Structural Control of Metamaterial Oscillator Strength and Electric Field Enhancement at Terahertz Frequencies
George R. Keiser, Huseyin R. Seren, Andrew C. Strikwerda, Xin Zhang, and Richard D. Averitt

TL;DR
This paper demonstrates a structural method to control oscillator strength and electric field enhancement in terahertz metamaterials by shifting resonator arrays, confirmed through experiments and simulations.
Contribution
It introduces a design approach for tunable oscillator strength and electric field enhancement in terahertz metamaterials via lateral shifting of resonator arrays.
Findings
Oscillator strength decreased by a factor of 4 with shift.

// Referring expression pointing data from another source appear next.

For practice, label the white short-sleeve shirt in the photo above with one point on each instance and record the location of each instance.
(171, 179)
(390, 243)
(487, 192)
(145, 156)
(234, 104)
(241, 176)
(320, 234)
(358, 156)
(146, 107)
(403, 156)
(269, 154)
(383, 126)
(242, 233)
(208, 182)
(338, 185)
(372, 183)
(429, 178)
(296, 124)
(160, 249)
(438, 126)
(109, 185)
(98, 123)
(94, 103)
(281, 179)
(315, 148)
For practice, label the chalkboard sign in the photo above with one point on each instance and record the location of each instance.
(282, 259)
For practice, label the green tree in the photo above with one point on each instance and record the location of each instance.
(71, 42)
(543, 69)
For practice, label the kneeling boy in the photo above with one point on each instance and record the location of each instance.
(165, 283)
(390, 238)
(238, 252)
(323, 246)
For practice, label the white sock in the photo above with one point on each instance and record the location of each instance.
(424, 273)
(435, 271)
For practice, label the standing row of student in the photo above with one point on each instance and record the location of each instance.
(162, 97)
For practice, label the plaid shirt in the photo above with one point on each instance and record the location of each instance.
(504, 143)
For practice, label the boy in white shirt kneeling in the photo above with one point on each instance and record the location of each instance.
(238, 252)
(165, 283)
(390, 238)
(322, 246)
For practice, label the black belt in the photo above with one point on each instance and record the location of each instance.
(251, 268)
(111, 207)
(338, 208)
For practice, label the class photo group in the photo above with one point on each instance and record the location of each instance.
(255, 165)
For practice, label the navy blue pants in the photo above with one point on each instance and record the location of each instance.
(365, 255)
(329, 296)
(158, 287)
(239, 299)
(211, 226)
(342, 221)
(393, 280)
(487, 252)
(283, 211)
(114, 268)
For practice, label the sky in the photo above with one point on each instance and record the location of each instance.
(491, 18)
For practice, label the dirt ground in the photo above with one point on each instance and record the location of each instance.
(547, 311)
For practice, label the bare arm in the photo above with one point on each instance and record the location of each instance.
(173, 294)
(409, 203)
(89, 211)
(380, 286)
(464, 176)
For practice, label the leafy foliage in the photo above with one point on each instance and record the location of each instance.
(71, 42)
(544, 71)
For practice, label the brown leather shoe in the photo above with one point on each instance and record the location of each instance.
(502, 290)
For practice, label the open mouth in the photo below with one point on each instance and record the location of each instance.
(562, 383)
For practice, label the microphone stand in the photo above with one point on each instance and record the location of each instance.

Electric field enhancement amplitude changed by 40%.
Results confirmed by terahertz spectroscopy and simulations.
Abstract
The design of artificial nonlinear materials requires control over the internal resonant charge densities and local electric field distributions. We present a MM design with a structurally controllable oscillator strength and local electric field enhancement at terahertz frequencies. The MM consists of a split ring resonator (SRR) array stacked above an array of nonresonant closed conducting rings. An in-plane, lateral shift of a half unit cell between the SRR and closed ring arrays results in a decrease of the MM oscillator strength by a factor of 4 and a 40% change in the amplitude of the resonant electric field enhancement in the SRR capacitive gap. We use terahertz time-domain spectroscopy and numerical simulations to confirm our results and we propose a qualitative inductive coupling model to explain the observed electromagnetic reponse.